To minimise the submission of incorrect data by volunteers, expert verification of data has been utilised (Gardiner et al. 2012). Bonter and Cooper (2012) developed a smart filter system that automatically screens data, identifies entries that violate set criteria and forwards them for expert review for clarification before their acceptance into the dataset. Combining automatic validation with manual verification of anomalous reports offers an efficient means to improve the accuracy of data through identification of implausible sightings.

Opportunistic schemes that rely on ad hoc reporting of wildlife disease incidents are vulnerable to bias due to uncontrolled observer effort over time and space. For example, raised public awareness following local media attention (Ward et al. 2006) can increase the number of reports in a particular location which could easily be misinterpreted as a peak in disease occurrence.

It might not be possible to overcome some types of data bias in CS projects, but such projects may still be worthwhile provided this is taken into account.
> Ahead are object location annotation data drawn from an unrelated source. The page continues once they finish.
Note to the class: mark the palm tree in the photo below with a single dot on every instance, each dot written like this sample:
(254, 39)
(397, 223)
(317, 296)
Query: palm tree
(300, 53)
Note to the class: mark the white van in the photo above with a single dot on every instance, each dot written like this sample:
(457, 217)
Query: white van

Pocock and Evans (2014) conducted statistical modelling to characterise bias in a CS dataset and used this to generate corrected data estimates for analysis.

For wildlife mortality, reporting is likely to be skewed towards incidents involving charismatic or easy-to-detect species, mass mortality incidents and mortalities of unknown cause. For example, Ward et al. (2006) observed that carcasses of large, colourful birds are more likely to be reported by citizen scientists than those of less-visible species. Also, the likelihood of mortality incident detection is greater in urban areas with dense human populations than in rural habitats (Ward et al. 2006). For CS schemes that rely on opportunistic surveillance, it might be possible to estimate variation in surveillance effort per unit area by stratifying disease incident reports by human population density, e.g. Robinson et al. (2010). Systematic surveillance schemes can be used to identify regional differences in disease incidence by comparing the proportion of monitored sites where a specific incident was observed per unit time amongst regions, e.g. Robinson et al. (2010).

Conclusions

The need for a ‘Big Science’ approach to wildlife health surveillance, employing new methodologies and adopting collaborative and multidisciplinary models following the One Health paradigm has recently been highlighted (Sleeman 2013). There are several apparently successful examples of CS schemes for wildlife disease surveillance and this review highlights their scope, logistics and limitations. The potential role of CS schemes in optimising cost-effective and novel wildlife health surveillance by harnessing the power of the crowd should be recognised and further developed.